Johannes Scheffler s'est donné lors de sa conversion au catholicisme le nom d'Angelus Silesius qui rappelle ses origines silésiennes et auquel s'attache le prestige toujours plus grand de quelques recueils qui tiennent une place précieuse dans l'histoire de la poésie et de la mystique. À propos des sentences à facettes multiples qui composent le plus original de ces poèmes, Le Pèlerin chérubique, on peut indéfiniment discuter ou infléchir l'interprétation dans un sens ou dans un autre, chercher selon le cas le luthérien ou le catholique, le militant fanatique même, voire le mystique étranger à toute confession. Par là s'explique le charme tout particulier d'Angelus Silesius, à la fois comme poète et comme penseur.

L'évolution religieuse

Johannes Scheffler est né à Breslau. Sa famille, d'ascendance allemande, avait émigré en Pologne, mais son père, né à Cracovie en 1562, fit retour au pays de ses ancêtres vers 1618. Il avait passé la soixantaine lorsqu'il épousa Marie Hennemann, qui avait trente-huit ans de moins que lui. Il mourut en 1637, et sa femme, après avoir donné le jour à deux garçons et à une fille, mourut elle-même en 1639. La famille était luthérienne et pourvue de quelque fortune. Johannes, mis au gymnase Sainte-Élisabeth, y resta jusqu'en 1643, et son maître préféré fut Christoph Köler, ami de Martin Opitz dont il écrivit la première biographie. Köler avait étudié cinq ans à Strasbourg, et, suivant ses traces, le jeune Scheffler se rendit lui-même dans cette ville en 1643 pour s'initier à la médecine, à la politique et à l'histoire, puis l'année suivante à Leyde, où il vécut jusqu'à l'automne de 1647 ; il gagna alors l'Italie pour s'inscrire à l'université de Padoue. En juillet 1648, âgé de vingt-quatre ans, il rentra en Silésie pourvu du titre de docteur en philosophie et en médecine.
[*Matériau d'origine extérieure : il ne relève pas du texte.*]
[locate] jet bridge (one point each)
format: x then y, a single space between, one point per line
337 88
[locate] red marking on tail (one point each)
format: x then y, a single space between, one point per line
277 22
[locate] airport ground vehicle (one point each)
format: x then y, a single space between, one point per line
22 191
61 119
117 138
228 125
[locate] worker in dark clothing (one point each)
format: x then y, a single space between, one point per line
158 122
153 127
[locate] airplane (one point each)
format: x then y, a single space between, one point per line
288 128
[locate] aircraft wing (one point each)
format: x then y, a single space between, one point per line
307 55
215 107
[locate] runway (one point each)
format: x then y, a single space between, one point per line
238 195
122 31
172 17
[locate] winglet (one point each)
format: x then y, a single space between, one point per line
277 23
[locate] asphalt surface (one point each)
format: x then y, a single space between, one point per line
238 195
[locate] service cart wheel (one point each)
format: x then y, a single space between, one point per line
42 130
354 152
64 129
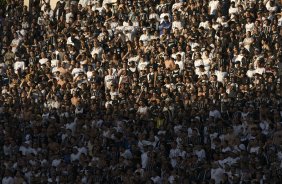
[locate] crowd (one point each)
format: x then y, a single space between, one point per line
141 91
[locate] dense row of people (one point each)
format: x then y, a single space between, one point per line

Son frère avait perdu la raison, et sa sœur, qui avait épousé un médecin, mourut prématurément, mais par l'intermédiaire de son beau-frère il fut attaché comme médecin à la personne du prince de Öls au début de novembre 1649. Il entra sans doute grâce à Köler en relation avec des cercles mystiques, celui de Franckenberg en particulier, mais Franckenberg mourut le 25 juin 1652, et Scheffler, qui s'était déjà essayé à la poésie sur les bancs du collège, lui dédia un long poème de vingt-huit strophes et cent douze vers qui anticipent déjà, par le fond et par la forme, sur l'œuvre ultérieure.

Scheffler avait conçu le projet d'éditer un petit recueil de textes tirés d'auteurs mystiques, mais il se heurta de la part des autorités ecclésiastiques luthériennes à un refus brutal d'imprimer. Ce fut, aux dires de Scheffler, l'occasion de la rupture, mais il est probable que le séjour en Hollande, où coexistaient toutes sortes de sectes religieuses, puis en milieu catholique en Italie et enfin ses rapports avec Franckenberg, mystique qui se voulait au-dessus des confessions, l'avaient déjà détaché intérieurement du luthéranisme orthodoxe. Toujours est-il qu'en décembre 1652 Scheffler se démit de ses fonctions, quitta Öls, se rendit à Breslau et se convertit au catholicisme un an après la mort de Franckenberg, le 12 juin 1653. C'est alors qu'il prit le nom d'Angelus Silesius.

Il vécut trois années dans la retraite et le silence, mais une partie de ses aphorismes devait être déjà rédigée quand il arriva à Breslau. Il continue de rimer entre 1653 et 1656, et l'ouvrage parut à Vienne le 1er juillet sous le titre un peu banal de Geistreiche Sinn- und Schlussreime (Aphorismes spirituels et sentences rimées). Il publiait la même année à Breslau un volumineux recueil, Die heilige Seelenlust (La Sainte Joie de l'âme).

Son évolution religieuse se poursuit. Il reçoit[...]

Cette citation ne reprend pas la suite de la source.